February 18, 2016

Be patient with depression meds

This is an old article I did for a national mental health website. I'm posting it again because I've had questions about it recently. 
I no longer take the same drugs. And not near as many. My life is better now, but it's still challenging to maintain good mental health. That's true for everyone, but especially those of us with mood disorders. We aren't just moody. We have an illness, no different than cancer or diabetes.
I'm now on an MAOI. I take it and a drug for anxiety on occasion and a sleep aid. That's it.
When I wrote this, I was on enough medication to sedate a large horse.
Genetic testing later showed most of what I had taken for years (SSRI's you've heard of) probably never had a chance to work for me. The merits of genetic testing are debatable, but that's another blog for another day.
Having the right doctor and the right plan is a huge part of recovery. At least it has been for me.

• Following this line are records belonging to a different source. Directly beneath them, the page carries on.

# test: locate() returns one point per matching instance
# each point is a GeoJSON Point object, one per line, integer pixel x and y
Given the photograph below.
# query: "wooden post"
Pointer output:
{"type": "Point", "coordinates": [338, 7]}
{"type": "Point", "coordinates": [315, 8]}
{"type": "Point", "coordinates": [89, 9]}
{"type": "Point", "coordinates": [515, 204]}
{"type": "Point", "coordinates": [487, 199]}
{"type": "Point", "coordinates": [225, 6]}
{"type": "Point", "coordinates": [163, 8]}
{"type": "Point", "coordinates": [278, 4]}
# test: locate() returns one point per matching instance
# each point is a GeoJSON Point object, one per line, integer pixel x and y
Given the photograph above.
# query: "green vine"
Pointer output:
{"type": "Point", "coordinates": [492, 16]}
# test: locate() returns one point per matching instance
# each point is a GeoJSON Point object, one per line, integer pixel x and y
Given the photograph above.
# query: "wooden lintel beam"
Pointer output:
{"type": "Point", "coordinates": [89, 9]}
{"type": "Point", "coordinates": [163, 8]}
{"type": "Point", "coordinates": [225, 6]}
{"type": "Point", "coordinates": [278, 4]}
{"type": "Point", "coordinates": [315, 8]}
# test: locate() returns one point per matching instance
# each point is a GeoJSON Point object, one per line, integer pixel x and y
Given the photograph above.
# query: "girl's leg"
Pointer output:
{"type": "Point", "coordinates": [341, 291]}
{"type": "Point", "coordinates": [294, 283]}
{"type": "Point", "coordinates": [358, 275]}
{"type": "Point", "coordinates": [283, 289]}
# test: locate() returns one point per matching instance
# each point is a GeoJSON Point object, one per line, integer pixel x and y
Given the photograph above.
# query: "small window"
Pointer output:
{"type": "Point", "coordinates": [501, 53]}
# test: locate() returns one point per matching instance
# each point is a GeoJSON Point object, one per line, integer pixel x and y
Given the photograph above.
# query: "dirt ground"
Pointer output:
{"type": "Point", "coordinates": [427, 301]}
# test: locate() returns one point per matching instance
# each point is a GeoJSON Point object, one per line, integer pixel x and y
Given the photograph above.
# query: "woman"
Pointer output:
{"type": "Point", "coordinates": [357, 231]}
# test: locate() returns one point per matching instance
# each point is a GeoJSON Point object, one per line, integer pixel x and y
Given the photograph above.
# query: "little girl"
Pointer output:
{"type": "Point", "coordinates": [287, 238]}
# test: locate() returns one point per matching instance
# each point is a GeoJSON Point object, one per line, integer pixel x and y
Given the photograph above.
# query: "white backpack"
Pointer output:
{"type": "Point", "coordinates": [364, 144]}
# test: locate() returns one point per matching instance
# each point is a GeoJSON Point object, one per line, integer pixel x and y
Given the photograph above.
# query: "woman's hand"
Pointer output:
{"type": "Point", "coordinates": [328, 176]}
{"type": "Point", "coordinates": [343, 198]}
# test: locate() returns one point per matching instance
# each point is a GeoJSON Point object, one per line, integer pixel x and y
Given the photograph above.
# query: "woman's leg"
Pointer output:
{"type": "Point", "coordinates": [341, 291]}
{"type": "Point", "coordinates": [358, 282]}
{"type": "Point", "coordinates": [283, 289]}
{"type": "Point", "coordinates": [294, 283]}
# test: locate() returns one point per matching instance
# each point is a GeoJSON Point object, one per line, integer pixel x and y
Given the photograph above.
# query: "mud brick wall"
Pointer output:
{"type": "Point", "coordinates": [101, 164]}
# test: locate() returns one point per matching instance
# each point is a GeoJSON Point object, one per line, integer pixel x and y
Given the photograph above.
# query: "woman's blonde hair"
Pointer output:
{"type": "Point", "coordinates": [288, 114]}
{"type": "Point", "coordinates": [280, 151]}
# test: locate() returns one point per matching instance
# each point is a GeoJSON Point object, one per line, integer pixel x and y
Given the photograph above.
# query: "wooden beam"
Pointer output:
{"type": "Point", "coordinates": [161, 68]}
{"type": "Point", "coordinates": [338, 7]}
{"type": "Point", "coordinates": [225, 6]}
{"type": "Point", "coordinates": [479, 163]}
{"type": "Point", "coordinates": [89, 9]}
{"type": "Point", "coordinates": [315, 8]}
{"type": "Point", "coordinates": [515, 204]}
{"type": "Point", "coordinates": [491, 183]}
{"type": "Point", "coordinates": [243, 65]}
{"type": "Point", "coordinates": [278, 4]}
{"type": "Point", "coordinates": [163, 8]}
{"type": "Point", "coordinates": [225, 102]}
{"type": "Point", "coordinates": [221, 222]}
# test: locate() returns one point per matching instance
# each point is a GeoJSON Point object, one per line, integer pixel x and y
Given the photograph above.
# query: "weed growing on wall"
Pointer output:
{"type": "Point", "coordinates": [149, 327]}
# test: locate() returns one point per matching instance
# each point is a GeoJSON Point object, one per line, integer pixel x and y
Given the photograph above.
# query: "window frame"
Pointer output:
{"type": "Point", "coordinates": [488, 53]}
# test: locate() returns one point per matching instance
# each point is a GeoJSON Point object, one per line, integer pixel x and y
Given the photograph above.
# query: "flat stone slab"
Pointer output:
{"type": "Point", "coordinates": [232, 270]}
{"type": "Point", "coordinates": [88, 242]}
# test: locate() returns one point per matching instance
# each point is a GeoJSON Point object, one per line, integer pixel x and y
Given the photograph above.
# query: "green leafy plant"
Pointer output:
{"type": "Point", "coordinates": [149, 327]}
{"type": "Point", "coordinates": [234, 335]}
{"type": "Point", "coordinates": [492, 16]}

There should be no debate about that. I believe it's essential.
By Jack Smith
I’m an impatient patient.
When I was first diagnosed with depression seven or so years ago, my doctor prescribed me an antidepressant medication, warning me that it might take 2 to 4 weeks before it made any difference.
Boy was that an understatement. I vividly remember getting worse before getting better, even dealing with physical pain caused by my depression.
The first depression drug he prescribed proved ineffective, even after a month, so we tried another. The same cycle repeated itself. I didn’t start feeling better until my third antidepressant prescription—a few months after being diagnosed.
I know that is not very encouraging to those who have recently been diagnosed with depression. Hearing that it may get worse before it gets better is frustrating. But it’s true.
It takes patience to get the payoff from antidepressants. Two to four weeks is generally the minimum to see any improvement, and it may take up to six months to get the full benefit of a new depression drug. At least, that’s what my psychiatrist tells me.
Changing antidepressant medications can be just as frustrating as taking an antidepressant for the first time. The last couple of weeks have been extremely difficult for me. I began to slide back into a deep bout of depression, and my doctor wanted to be aggressive in trying to stop it. It got so bad that my stomach ached and I could barely get out of bed for a day or two, so we had no choice but to try something different.
And we did. We changed my antidepressant. While I’m generally a compliant patient, I didn’t follow the doctor’s orders exactly on how to switch antidepressants safely and make the transition. Big mistake.